La déclaration du chef d’état-major, aussi vieille que le clan au pouvoir

Le général Gaȉd Salah (78 ans) vient de réitérer son avertissement quant à la relation entre l’armée et la politique. Nous voilà dans le sempiternel épisode d’un mauvais feuilleton, ceux qui dans certains pays durent depuis des décennies sans jamais sembler avoir une fin.

Le scénario est immuable, un personnage en Ray Ban, engoncé sous une quincaillerie ostentatoire qui brille au soleil comme la grosse chaîne des rappeurs se présente aux journalistes et répète inlassablement le même texte.
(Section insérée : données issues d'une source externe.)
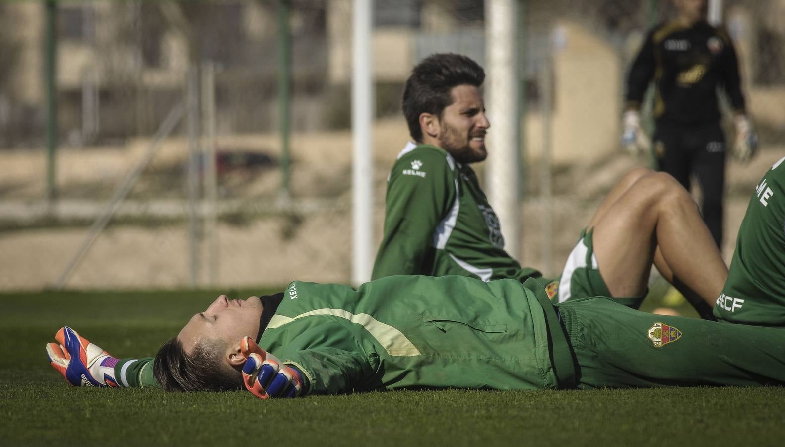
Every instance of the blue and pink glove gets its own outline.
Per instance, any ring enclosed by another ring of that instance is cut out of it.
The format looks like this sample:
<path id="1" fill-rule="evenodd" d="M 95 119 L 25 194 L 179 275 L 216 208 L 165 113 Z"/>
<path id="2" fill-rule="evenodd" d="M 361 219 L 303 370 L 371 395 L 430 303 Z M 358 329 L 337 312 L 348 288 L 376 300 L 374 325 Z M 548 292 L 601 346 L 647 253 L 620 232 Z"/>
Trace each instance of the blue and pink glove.
<path id="1" fill-rule="evenodd" d="M 299 371 L 259 347 L 250 337 L 243 340 L 240 352 L 247 359 L 243 366 L 243 382 L 254 396 L 268 399 L 300 395 L 302 376 Z"/>
<path id="2" fill-rule="evenodd" d="M 46 357 L 52 368 L 74 387 L 117 387 L 115 365 L 118 359 L 65 326 L 47 343 Z"/>

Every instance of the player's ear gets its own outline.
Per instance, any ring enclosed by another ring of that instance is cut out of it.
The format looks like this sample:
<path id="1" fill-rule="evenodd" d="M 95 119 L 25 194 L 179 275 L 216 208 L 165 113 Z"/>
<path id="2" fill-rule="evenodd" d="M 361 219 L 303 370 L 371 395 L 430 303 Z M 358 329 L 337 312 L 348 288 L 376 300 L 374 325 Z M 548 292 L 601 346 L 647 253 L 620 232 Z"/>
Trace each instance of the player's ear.
<path id="1" fill-rule="evenodd" d="M 439 133 L 441 130 L 441 126 L 439 125 L 439 117 L 433 113 L 421 113 L 420 129 L 425 135 L 433 138 L 438 137 Z"/>
<path id="2" fill-rule="evenodd" d="M 236 343 L 229 343 L 229 346 L 226 347 L 226 361 L 232 368 L 243 368 L 243 365 L 245 365 L 246 357 L 240 351 L 242 341 L 242 339 L 237 340 Z"/>

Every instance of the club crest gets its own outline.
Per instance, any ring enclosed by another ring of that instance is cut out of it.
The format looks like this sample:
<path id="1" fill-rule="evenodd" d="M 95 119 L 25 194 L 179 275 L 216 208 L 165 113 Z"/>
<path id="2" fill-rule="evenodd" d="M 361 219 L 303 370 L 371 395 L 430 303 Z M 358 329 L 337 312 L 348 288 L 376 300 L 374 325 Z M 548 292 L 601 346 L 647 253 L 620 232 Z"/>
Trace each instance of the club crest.
<path id="1" fill-rule="evenodd" d="M 648 328 L 647 336 L 655 347 L 661 348 L 681 338 L 681 331 L 664 323 L 655 323 Z"/>

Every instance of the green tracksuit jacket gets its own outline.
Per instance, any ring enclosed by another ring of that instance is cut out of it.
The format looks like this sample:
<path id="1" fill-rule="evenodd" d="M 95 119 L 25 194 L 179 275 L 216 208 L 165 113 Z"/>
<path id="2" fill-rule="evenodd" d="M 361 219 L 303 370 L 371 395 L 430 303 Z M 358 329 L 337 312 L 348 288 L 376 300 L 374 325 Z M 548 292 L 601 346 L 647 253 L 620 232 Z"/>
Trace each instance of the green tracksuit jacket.
<path id="1" fill-rule="evenodd" d="M 258 343 L 302 372 L 306 394 L 785 384 L 783 329 L 655 315 L 604 297 L 553 306 L 535 278 L 294 281 Z M 118 383 L 155 385 L 151 363 L 121 361 Z"/>
<path id="2" fill-rule="evenodd" d="M 534 280 L 399 276 L 356 290 L 294 281 L 260 345 L 303 372 L 308 394 L 558 388 L 575 376 Z"/>
<path id="3" fill-rule="evenodd" d="M 396 276 L 357 289 L 294 281 L 258 343 L 303 372 L 306 394 L 575 384 L 567 339 L 534 279 Z M 118 382 L 155 386 L 152 363 L 123 359 Z"/>

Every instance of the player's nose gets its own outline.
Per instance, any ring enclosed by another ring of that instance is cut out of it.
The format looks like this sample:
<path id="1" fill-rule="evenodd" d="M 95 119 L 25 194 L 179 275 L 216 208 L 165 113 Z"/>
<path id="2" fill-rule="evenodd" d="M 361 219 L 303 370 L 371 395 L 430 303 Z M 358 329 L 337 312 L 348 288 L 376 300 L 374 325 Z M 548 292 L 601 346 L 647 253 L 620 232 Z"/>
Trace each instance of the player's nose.
<path id="1" fill-rule="evenodd" d="M 485 115 L 484 112 L 477 114 L 476 126 L 480 129 L 491 127 L 491 121 L 488 120 L 488 117 Z"/>
<path id="2" fill-rule="evenodd" d="M 215 301 L 213 302 L 212 304 L 210 305 L 210 307 L 207 308 L 206 312 L 208 313 L 217 312 L 223 308 L 228 306 L 228 305 L 229 304 L 228 302 L 227 301 L 226 295 L 221 295 L 218 298 L 217 298 Z"/>

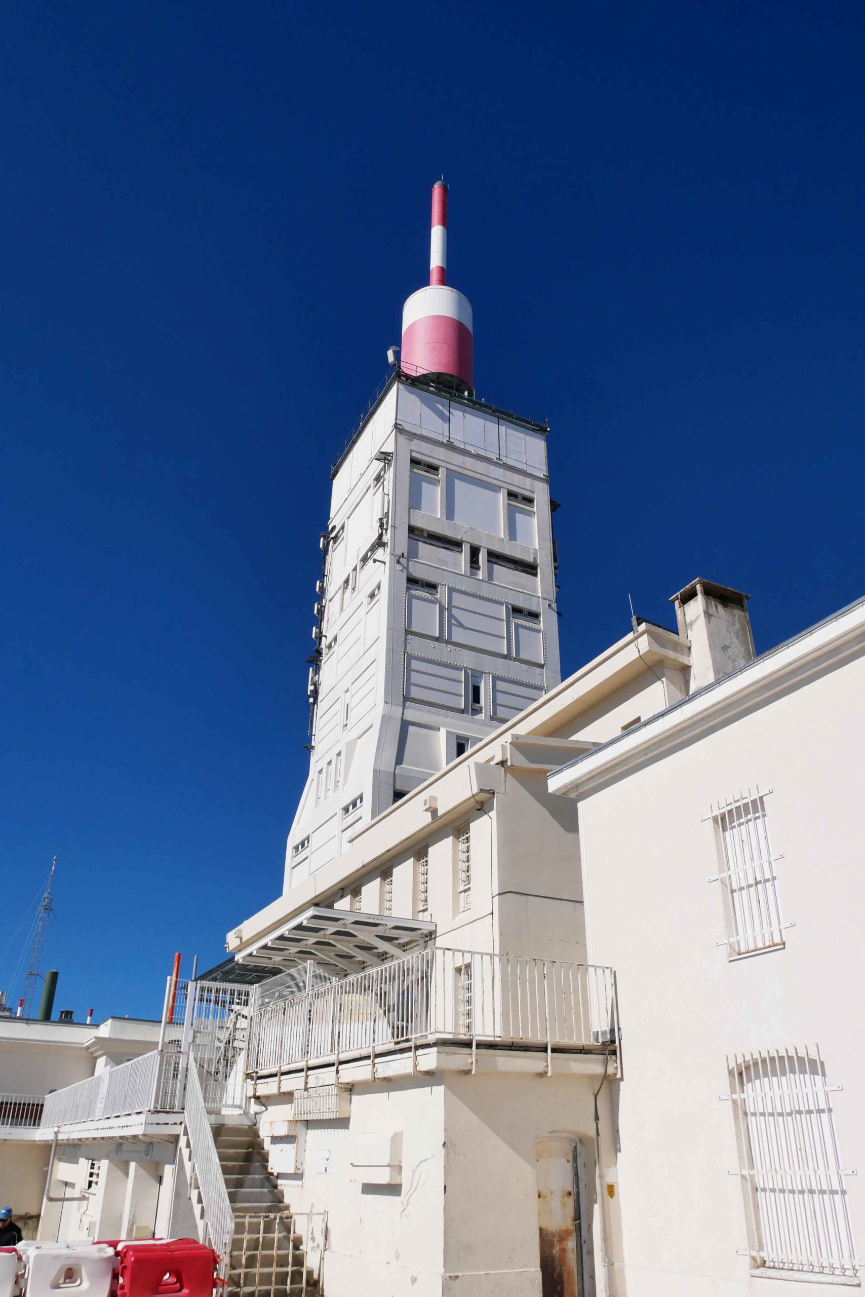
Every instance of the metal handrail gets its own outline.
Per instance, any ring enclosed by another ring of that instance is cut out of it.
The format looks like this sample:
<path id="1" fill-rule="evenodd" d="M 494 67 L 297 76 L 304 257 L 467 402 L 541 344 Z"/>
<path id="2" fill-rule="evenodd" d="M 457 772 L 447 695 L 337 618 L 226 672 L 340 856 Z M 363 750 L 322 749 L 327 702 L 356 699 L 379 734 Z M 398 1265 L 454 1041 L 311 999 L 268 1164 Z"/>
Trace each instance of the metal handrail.
<path id="1" fill-rule="evenodd" d="M 16 1127 L 27 1130 L 39 1126 L 44 1095 L 0 1093 L 0 1128 Z"/>
<path id="2" fill-rule="evenodd" d="M 615 1045 L 612 969 L 433 947 L 253 1013 L 248 1073 L 442 1036 Z"/>
<path id="3" fill-rule="evenodd" d="M 189 1139 L 192 1171 L 201 1193 L 205 1214 L 205 1230 L 210 1246 L 219 1254 L 219 1274 L 224 1279 L 231 1257 L 231 1243 L 235 1233 L 235 1214 L 228 1201 L 228 1191 L 219 1163 L 210 1119 L 201 1091 L 198 1069 L 191 1062 L 187 1075 L 187 1095 L 183 1117 Z"/>
<path id="4" fill-rule="evenodd" d="M 45 1097 L 43 1130 L 134 1113 L 179 1113 L 183 1066 L 176 1049 L 154 1049 Z"/>

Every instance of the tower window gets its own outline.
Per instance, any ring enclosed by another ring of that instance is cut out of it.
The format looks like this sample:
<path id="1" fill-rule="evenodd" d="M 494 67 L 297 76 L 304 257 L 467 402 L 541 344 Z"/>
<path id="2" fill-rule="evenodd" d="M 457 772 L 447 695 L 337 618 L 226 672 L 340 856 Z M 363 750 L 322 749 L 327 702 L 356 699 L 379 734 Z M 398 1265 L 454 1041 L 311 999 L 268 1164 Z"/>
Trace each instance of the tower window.
<path id="1" fill-rule="evenodd" d="M 381 913 L 386 918 L 393 914 L 393 869 L 385 869 L 381 875 Z"/>
<path id="2" fill-rule="evenodd" d="M 472 846 L 467 824 L 456 833 L 456 895 L 460 912 L 472 908 Z"/>

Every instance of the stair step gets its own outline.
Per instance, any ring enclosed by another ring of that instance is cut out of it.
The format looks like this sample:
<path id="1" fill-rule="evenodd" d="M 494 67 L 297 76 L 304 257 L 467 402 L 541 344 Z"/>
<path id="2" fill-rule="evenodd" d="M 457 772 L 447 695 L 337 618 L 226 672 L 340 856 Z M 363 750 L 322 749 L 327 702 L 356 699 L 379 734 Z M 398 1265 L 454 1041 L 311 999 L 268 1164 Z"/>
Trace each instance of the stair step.
<path id="1" fill-rule="evenodd" d="M 292 1258 L 293 1263 L 289 1271 L 288 1266 L 274 1266 L 272 1261 L 268 1265 L 265 1265 L 263 1259 L 261 1266 L 257 1267 L 255 1257 L 249 1257 L 246 1266 L 243 1270 L 237 1266 L 236 1268 L 228 1271 L 228 1283 L 240 1284 L 243 1279 L 244 1287 L 246 1287 L 249 1283 L 254 1281 L 255 1275 L 258 1274 L 258 1281 L 261 1284 L 266 1283 L 268 1287 L 271 1287 L 271 1284 L 275 1287 L 276 1284 L 287 1284 L 289 1272 L 292 1281 L 301 1280 L 303 1278 L 303 1253 L 294 1253 Z"/>
<path id="2" fill-rule="evenodd" d="M 262 1293 L 262 1288 L 235 1288 L 233 1284 L 228 1284 L 228 1288 L 226 1291 L 228 1292 L 228 1297 L 261 1297 Z M 274 1291 L 274 1294 L 275 1297 L 276 1293 L 279 1293 L 279 1297 L 315 1297 L 318 1291 L 319 1287 L 315 1279 L 307 1279 L 306 1288 L 303 1287 L 302 1280 L 298 1279 L 296 1283 L 290 1285 L 290 1288 L 283 1288 L 281 1285 L 279 1285 Z"/>
<path id="3" fill-rule="evenodd" d="M 281 1197 L 272 1184 L 250 1187 L 248 1189 L 228 1189 L 228 1201 L 236 1202 L 241 1208 L 257 1206 L 261 1211 L 279 1211 L 284 1206 Z"/>
<path id="4" fill-rule="evenodd" d="M 227 1189 L 276 1189 L 274 1176 L 258 1167 L 252 1171 L 223 1171 L 222 1178 L 226 1182 Z"/>

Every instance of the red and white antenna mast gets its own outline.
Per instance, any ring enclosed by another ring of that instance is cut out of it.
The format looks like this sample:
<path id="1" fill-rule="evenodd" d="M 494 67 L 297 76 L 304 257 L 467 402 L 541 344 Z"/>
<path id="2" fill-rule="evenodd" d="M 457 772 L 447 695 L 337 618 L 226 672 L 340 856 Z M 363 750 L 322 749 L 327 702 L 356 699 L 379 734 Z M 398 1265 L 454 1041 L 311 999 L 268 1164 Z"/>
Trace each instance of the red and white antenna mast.
<path id="1" fill-rule="evenodd" d="M 475 340 L 468 298 L 449 288 L 447 185 L 436 180 L 432 192 L 429 287 L 412 293 L 402 309 L 399 364 L 411 377 L 429 377 L 445 387 L 473 390 Z"/>

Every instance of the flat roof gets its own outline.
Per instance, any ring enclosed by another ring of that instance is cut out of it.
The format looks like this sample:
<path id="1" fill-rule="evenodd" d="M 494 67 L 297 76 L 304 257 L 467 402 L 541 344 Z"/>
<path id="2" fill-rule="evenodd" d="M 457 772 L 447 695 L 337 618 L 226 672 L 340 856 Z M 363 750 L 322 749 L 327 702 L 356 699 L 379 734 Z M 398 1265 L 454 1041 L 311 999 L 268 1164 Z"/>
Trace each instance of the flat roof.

Comme nous avons entendu ces phrases un million de fois depuis notre jeune âge, nous pourrions en deviner les paroles sans même avoir lu le texte de la déclaration. Nous pourrions même le déclamer de mémoire, comme dans un karaoké en même temps que les gesticulations du personnage.

Et ces paroles éternelles seraient « L’armée algérienne ne fait pas de politique mais a une mission de sauvegarde des acquis de la révolution. Elle ne tolérera pas le dépassement des limites que sont la dignité, l’intégrité et la mémoire de la nation algérienne, bla, bla, bla… ».

Vous changez la date de l’enregistrement, vous modifiez l’acteur et vous avez le même épisode   rediffusé depuis que vous portiez des pantalons courts et que le chewing-gum Globo et la Bastos existaient.

Ce Monsieur ignore que l’armée est le grand patron de ce pays, depuis le Trésor public, la politique, la religion, les élections jusqu’aux âmes des citoyens. Il faut absolument le prévenir, ce malheureux, il ne semble pas le savoir.

Lorsque nous souhaitions revenir en Algérie avec Hocine Aït-Ahmed, une petite délégation avait rencontré le même type de personnage, un intellectuel fin et modéré, le général Nezzar. Il nous avait tenu le même discours en nous promettant que la constitution autorisait dorénavant l’expression de tous les courants politiques sans que l’armée n’interfère dans ce qui ne la regarde plus.

Comme nous ne sommes pas des demeurés, nous n’avions pas cru une seule seconde à ses paroles. Mais, d’une part, nous n’avions pas le choix, notre expression habituelle était « il faut s’engouffrer dans la brèche nouvelle crée par la constitution »  puis, d’autre part, nous étions persuadés qu’ils n’allaient pas oser un autre coup d’état après les événements de la fin des années quatre-vingt.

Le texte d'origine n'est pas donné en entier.